As we go through the seasons of our life, we should try to do a clean-up of the detritus left behind as we enter a different part of our lives.
For instance, for most of my adult life I was a High School English teacher, and now I am a published novelist. Although the two careers might seem closely aligned, language based and story centered, that seems to be the most I could carry into my new life. There is a small overlap of the jobs but the learning curve is steep.
In my fantasy about being a published author, I imagined myself dashing off a new novel in record time and then toasting its birth with Champagne while the royalties rolled in.
This was the detritus I needed to weed out of my expectations. What I found was a system where I had to market my book whenever and however possible.

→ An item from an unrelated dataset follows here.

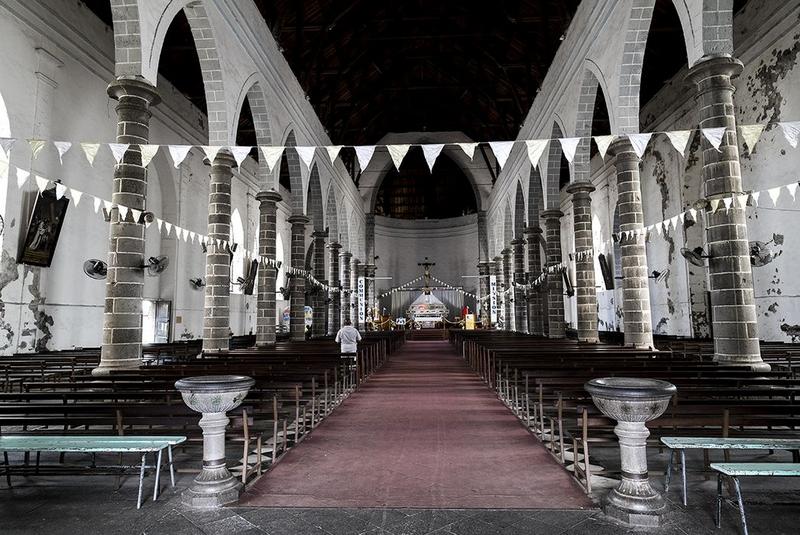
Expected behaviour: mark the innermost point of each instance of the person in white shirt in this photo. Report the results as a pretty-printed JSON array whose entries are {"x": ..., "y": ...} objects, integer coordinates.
[{"x": 348, "y": 338}]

I confess to a long history of being a poor salesperson. Even selling Girl Scout Cookies which should have been easy, was a trauma. In those days, you went door-to-door and tried to get people to order tons of boxes from you. People were nice, but I hated having to ask strangers to buy from me. We didn't have stands by the grocery store or a system to recruit your mom to take the form into work with her. It was your "job" to sell enough cookies to keep your little group afloat.
Now in my present incarnation, I ask people to buy my book and as if that's not enough; I ask them to review it on Amazon or Barnes and Noble after they have read it. I can feel the Girl Scout cold sweat break out.
There is a saying my husband uses which applies to golf, "never up, never in" which loosely translates if you don't try you don't win.
So I clear my old, unhelpful Girl Scout Cookies memories, and determine to enjoy the process. I have met some of the most wonderful people at book signings, libraries, and bookstores. My readers have been universal in their enthusiasm for my book, and I am incredibly grateful. I have raked up my debris and I feel lighter for it.